By default, json.dump() writes the data all on one single line. This is the most compact option and will result in the file taking up the least space. But if we want to be able to view the JSON file in a text editor, it is difficult to read one long line. The additional indent argument to json.dump() can be used to write each item of the lists and dictionaries on a new line indented with a certain number of spaces, so that they are more clearly distinguishable.

json.dump(todos, open(filename, mode='w'), indent=2)

print(open(filename).read())
{
  "shopping": [
    "eggs",
    "bacon",
    "black pudding"
  ],
  "chores": [
    "washing up",
    "polish silver"
  ],
  "reading": [
    "Moby Dick",
    "The Hound of the Baskervilles",
    "Python for Everybody"
  ]
}

The extra spaces mean that the file takes up slightly more space, but this is only usually a concern for really huge collections of data.

That’s it for JSON, and for text files in general. Try some exercises.

Exercises

1

Write a short program to convert the latin-1-encoded file top_5_bands_LATIN1.txt into a UTF-8 encoded version. This means that you will need to read the file using one encoding, but then write the contents out to a new file using a different encoding. Write the UTF-8 version to a new file so that you don’t overwrite the original.

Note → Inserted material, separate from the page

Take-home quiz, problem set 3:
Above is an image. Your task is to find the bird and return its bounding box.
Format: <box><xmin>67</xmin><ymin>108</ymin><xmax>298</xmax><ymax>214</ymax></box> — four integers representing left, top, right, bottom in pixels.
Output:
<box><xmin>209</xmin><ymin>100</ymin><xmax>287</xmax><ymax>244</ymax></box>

At the bottom of your program file include a short test that checks whether the program has worked. It will need to read in the new file using the UTF-8 encoding and print out the contents as a check that they are displayed correctly.

2

As is common for data obtained from the internet, the JSON file guardian_taramasalata.json has a fairly complex nested structure. Imagine that we are interested only in the actual text of the 10 Guardian articles contained in the file. Write a program that loads the data from the original file, gets just the 'bodyText' of each article, puts these texts into a list, and then saves the list to a new JSON file.

You will need to explore the structure of the original file first, using the dictionary method keys() repeatedly to see what is in each part of the file.